Lecture 03b – One-way ANOVA

ENVX2001 Applied Statistical Methods

Januar Harianto

Apr 2026

From \(t\)-tests to ANOVA

From two groups to four

Before the break we compared two cattle breeds. But what if there were four breeds instead of two?

  • Can we still use \(t\)-tests? Yes, but we would need to test every pair
  • With 4 groups that is \(\binom{4}{2} = 6\) comparisons: 1 vs 2, 1 vs 3, 1 vs 4, 2 vs 3, 2 vs 4, 3 vs 4

The problem: every test carries a risk of a Type I error (a false positive).
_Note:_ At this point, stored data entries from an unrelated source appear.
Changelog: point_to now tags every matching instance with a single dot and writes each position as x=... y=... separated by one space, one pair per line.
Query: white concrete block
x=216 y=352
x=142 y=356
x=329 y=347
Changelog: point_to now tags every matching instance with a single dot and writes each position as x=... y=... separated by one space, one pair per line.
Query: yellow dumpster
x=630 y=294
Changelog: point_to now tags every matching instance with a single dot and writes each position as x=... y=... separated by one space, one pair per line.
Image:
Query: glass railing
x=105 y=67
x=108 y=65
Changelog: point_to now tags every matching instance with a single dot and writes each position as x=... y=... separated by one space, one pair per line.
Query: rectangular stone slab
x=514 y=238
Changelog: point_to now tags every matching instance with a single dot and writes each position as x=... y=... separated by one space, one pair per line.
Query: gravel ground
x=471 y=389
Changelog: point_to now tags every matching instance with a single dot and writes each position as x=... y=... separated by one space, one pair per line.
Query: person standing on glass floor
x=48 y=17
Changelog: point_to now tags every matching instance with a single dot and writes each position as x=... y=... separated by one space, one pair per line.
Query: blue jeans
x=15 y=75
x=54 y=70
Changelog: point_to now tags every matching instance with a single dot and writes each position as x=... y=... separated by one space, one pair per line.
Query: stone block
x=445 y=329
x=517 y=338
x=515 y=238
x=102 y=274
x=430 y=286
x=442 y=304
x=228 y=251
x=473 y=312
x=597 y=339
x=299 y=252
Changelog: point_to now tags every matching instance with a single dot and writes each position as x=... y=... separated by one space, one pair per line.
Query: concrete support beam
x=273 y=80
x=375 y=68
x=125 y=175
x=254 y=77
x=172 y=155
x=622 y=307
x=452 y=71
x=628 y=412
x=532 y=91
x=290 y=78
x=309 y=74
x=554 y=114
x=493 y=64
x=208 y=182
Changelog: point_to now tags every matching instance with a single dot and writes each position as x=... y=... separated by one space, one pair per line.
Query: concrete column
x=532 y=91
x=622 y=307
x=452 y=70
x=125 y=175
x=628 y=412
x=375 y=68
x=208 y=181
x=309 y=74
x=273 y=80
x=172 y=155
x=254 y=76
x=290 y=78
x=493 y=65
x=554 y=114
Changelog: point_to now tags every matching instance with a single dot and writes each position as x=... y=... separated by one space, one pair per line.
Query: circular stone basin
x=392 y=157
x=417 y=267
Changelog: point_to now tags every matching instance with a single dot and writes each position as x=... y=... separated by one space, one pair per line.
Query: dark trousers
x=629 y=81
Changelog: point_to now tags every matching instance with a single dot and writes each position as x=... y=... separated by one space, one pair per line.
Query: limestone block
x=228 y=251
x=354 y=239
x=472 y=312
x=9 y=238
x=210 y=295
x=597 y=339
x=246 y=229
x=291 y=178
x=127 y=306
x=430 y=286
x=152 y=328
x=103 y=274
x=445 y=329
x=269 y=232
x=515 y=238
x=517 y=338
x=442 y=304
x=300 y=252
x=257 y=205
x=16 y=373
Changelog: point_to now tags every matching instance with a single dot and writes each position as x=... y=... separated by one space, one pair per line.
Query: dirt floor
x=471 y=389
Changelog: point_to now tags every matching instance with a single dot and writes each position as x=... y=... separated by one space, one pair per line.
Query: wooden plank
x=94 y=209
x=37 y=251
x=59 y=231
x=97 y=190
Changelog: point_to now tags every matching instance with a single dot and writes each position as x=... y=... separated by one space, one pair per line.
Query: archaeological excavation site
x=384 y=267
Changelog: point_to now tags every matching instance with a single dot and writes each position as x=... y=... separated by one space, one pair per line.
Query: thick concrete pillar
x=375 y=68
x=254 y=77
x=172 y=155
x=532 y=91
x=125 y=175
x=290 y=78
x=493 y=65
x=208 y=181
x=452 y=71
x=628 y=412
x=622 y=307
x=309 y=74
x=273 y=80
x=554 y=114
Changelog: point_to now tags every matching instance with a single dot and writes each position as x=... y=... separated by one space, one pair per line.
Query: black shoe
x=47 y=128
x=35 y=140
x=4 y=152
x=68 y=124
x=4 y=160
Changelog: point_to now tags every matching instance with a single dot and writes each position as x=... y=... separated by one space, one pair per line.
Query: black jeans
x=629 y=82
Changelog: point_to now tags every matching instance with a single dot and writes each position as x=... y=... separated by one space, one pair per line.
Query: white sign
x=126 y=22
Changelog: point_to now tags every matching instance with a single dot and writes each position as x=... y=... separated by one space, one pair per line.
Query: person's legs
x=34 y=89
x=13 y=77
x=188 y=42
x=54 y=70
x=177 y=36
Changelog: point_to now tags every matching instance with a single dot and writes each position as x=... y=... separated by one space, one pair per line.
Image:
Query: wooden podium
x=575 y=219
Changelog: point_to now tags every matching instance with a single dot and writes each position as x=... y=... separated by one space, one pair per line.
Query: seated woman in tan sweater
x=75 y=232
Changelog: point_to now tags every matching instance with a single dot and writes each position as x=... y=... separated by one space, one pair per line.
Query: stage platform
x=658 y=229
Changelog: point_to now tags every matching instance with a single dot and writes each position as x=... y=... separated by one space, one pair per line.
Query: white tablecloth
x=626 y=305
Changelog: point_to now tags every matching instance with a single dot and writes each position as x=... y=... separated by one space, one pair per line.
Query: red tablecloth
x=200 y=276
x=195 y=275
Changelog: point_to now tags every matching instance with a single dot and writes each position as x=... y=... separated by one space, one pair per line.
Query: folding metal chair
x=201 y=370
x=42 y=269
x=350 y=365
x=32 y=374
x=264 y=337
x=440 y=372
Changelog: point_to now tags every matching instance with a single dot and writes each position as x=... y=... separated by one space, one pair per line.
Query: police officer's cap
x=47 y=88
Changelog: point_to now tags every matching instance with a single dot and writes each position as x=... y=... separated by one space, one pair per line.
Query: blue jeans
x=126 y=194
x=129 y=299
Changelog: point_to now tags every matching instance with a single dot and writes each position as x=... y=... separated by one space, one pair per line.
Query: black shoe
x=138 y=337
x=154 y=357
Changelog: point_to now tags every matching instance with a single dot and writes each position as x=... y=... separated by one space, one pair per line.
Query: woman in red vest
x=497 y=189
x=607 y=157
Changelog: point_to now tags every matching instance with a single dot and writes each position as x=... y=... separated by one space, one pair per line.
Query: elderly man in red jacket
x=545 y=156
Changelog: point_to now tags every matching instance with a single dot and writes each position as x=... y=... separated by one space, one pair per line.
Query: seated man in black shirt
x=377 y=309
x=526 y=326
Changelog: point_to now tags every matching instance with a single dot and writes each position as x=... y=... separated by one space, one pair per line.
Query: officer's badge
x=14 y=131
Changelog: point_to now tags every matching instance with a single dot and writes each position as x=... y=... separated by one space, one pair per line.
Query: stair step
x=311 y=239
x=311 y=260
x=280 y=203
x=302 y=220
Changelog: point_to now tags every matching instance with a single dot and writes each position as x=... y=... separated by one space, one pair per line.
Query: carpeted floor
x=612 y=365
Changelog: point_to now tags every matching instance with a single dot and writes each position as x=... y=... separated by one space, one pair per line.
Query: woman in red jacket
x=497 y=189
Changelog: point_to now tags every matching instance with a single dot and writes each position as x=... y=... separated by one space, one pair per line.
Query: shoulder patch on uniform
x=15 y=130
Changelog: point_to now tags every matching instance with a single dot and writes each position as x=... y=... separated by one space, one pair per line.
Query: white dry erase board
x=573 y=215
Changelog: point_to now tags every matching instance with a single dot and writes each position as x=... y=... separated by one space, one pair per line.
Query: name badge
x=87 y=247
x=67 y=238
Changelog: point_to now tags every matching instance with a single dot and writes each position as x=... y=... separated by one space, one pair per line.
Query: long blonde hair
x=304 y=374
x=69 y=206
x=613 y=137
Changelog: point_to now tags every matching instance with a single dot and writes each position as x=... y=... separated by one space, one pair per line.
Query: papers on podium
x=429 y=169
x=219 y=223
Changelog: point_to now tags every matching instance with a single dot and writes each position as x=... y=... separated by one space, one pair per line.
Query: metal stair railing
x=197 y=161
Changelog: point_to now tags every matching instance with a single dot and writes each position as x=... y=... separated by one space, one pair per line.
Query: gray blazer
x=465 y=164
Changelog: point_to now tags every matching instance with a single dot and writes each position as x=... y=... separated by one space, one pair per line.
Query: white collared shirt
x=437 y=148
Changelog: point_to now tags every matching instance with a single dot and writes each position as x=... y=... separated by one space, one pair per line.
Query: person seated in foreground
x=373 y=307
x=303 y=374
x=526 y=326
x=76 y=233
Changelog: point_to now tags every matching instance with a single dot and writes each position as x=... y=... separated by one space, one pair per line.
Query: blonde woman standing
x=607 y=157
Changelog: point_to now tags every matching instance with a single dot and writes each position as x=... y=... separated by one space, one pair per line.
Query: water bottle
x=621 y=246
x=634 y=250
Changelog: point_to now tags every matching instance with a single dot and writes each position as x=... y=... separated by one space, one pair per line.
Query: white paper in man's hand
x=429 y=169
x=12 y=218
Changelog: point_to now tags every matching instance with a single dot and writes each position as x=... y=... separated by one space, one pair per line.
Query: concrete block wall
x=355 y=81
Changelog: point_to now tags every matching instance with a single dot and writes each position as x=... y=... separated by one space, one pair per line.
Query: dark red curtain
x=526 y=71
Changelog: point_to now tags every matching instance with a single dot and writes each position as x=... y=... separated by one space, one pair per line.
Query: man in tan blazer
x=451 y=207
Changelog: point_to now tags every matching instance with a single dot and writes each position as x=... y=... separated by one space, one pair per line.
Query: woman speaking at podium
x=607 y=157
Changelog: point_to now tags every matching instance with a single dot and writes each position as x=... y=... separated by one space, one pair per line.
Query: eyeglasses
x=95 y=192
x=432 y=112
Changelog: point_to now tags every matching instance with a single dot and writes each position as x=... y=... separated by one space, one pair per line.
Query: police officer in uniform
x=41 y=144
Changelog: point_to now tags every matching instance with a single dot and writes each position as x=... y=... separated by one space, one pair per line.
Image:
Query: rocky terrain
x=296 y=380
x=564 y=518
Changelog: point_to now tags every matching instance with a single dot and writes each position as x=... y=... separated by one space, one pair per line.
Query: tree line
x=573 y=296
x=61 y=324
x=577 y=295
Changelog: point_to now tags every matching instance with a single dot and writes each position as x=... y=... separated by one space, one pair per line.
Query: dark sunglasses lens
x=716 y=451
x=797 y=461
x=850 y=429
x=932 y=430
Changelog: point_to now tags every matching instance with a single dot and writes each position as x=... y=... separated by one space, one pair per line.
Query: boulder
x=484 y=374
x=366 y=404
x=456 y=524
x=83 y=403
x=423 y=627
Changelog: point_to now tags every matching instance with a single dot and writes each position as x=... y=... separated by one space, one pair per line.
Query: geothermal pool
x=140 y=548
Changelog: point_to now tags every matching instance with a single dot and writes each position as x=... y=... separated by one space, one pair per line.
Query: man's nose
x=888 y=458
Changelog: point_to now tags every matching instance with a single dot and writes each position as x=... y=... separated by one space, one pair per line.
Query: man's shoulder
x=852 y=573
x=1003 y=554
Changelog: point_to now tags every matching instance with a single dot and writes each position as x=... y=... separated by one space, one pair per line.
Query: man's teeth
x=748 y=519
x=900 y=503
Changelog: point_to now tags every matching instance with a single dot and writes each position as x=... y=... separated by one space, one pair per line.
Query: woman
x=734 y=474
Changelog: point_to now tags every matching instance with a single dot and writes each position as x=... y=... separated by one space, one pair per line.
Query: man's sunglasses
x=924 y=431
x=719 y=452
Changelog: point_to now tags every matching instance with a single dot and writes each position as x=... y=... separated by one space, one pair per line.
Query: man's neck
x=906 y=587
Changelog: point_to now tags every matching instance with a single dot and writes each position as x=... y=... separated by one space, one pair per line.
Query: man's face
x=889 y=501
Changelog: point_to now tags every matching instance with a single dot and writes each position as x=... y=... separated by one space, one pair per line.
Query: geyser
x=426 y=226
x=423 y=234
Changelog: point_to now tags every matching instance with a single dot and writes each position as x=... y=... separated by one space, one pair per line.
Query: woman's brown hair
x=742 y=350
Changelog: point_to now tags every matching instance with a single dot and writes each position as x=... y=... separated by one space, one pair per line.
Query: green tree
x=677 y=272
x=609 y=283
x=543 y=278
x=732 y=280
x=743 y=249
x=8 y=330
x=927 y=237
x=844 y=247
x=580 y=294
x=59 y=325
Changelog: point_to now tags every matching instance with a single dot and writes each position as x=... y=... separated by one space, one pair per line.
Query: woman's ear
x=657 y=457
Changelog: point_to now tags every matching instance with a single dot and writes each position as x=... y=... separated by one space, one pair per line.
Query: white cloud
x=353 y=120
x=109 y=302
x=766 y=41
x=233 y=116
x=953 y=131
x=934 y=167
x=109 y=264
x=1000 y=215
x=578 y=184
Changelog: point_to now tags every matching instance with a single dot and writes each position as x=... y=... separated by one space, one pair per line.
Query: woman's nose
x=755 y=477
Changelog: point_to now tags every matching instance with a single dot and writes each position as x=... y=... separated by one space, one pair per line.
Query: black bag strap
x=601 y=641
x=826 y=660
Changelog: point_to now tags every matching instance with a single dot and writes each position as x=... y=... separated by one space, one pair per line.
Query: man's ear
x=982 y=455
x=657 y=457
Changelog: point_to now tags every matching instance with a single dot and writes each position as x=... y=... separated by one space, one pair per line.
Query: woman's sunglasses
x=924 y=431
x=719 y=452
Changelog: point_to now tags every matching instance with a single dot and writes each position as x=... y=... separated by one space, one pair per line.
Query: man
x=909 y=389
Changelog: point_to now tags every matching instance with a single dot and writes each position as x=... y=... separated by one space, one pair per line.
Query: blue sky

  • We set \(\alpha = 0.05\), so each comparison has a 5% chance of rejecting \(H_0\) when it is actually true
  • Six tests means six chances to get it wrong

The multiple comparisons problem

With 6 groups there are \(\binom{6}{2} = 15\) pairwise comparisons. The probability that none produce a false positive is \(0.95^{15}\), so:

\[P(\text{at least one false positive}) = 1 - 0.95^{15} = 53.7\%\]

Groups Pairwise tests P(at least one false positive)
2 1 5.0%
4 6 26.5%
6 15 53.7%
8 28 76.2%
10 45 90.1%
  • With 10 groups, a false positive is almost guaranteed
  • We need a method that tests all groups at once

Chick feeding

The experiment

We need a method that handles more than two groups. Consider a new experiment:

  • 20 chicks are randomly assigned to one of 4 diets
  • 5 replicates per diet
  • Response: weight gain (g)
chicks <- read.csv("data/chicks.csv") |>
  pivot_longer(
    starts_with("Diet"), names_to = "diet", values_to = "weight"
  ) |>
  mutate(diet = as.factor(diet))

Are there differences?

Code
ggplot(chicks, aes(diet, weight)) +
  geom_boxplot() +
  labs(x = "Diet", y = "Weight gain (g)") +
  cowplot::theme_cowplot()

What do the boxplots suggest?

Terminology

Term Meaning In this experiment
Factor Categorical variable being tested Diet
Levels Categories within a factor Diet 1, Diet 2, Diet 3, Diet 4
Replicates Observations per level \(r = 5\)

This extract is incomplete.